F1 Ferrari: Marchionne crede ancora in un 2017 vincente

F1 Ferrari: Marchionne crede ancora in un 2017 vincente

    F1 Ferrari: Marchionne crede ancora in un 2017 vincente

    Sergio Marchionne torna a parlare della situazione della scuderia Ferrari di Formula 1. Lo fa telegraficamente e con un copia&incolla di vecchie frasi, le solite, sentite e risentite per chi bazzica dalle parti di Maranello. Eppure la notizia c’è: nonostante la figuraccia firmata 2016, il presidente del Cavallino Rampante tiene alta l’asticella anche per il 2017. Vuole andare incontro all’ennesima sconfitta a testa alta. Oppure ha veramente fiducia nel lavoro dei tecnici che operano sula nuova Ferrari:“Non siamo contenti dei risultati ma proseguiamo il nostro lavoro per chiudere questa stagione al meglio possibile. Il nostro obiettivo è essere competitivi nel prossimo anno”, ha ribadito durante una conference call con alcuni analisti finanziari.

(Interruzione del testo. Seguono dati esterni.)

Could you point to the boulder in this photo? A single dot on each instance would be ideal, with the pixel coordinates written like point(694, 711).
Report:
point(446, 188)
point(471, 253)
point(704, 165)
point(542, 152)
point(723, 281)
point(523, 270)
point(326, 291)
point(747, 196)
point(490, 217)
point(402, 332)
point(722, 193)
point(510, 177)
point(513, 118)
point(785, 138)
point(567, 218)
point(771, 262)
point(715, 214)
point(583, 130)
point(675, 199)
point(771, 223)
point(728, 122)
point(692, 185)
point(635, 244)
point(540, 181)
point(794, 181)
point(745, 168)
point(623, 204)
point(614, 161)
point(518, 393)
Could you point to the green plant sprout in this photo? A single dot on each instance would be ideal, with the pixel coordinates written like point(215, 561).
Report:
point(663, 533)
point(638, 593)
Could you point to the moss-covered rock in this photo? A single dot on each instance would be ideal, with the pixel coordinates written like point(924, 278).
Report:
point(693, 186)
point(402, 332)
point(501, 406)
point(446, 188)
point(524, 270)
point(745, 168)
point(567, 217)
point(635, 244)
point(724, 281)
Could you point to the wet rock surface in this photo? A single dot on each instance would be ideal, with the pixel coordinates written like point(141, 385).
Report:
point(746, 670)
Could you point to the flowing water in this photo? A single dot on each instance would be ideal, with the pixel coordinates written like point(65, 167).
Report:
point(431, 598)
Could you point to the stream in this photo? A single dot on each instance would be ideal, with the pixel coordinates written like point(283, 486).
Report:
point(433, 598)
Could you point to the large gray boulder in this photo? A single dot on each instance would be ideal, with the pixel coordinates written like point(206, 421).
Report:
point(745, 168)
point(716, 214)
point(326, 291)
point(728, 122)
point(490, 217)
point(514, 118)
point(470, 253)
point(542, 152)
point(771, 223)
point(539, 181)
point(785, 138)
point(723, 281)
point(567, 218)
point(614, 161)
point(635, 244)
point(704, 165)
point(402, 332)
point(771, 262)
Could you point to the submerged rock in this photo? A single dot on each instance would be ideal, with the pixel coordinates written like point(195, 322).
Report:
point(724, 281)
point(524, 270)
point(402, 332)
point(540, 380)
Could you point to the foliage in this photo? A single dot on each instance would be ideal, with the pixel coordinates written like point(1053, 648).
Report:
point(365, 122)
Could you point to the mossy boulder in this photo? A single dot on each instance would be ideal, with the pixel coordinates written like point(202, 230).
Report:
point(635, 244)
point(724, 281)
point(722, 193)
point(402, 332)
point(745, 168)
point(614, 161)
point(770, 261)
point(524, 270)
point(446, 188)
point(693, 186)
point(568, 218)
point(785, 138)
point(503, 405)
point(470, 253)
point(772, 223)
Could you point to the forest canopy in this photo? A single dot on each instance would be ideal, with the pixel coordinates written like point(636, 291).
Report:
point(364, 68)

    La Ferrari SF16-H, quella della grande delusione, è una monoposto difficile da capire e da mettere a punto. Giunti al termine della stagione, i tecnici del Cavallino sono arrivati a qualche conclusione. In primis, la monoposto che vide in James Allison il papà, soffre le alte temperature:“In Messico abbiamo avuto la conferma - ha dichiarato Maurizio Arrivabeneè successa una cosa simile a Baku e a Monaco. Abbiamo problemi quando la temperatura inizia a salire. Ormai l’analisi è chiara e stiamo lavorando per risolvere questo aspetto”. La speranza è che questi difetti di setup non siano ereditati dalla macchina che scenderà in pista nella stagione 2017 di Formula 1. “Vedo una buona reazione, però, non stiamo vincendo delle gare e non posso essere contento ma vedo anche che qualcosa sta cambiando. Questo è importante. Anche quando ascolto le comunicazioni radio sento che tutti sono concentrati e stanno facendo un gran lavoro”. ha aggiunto il team principal della Ferrari.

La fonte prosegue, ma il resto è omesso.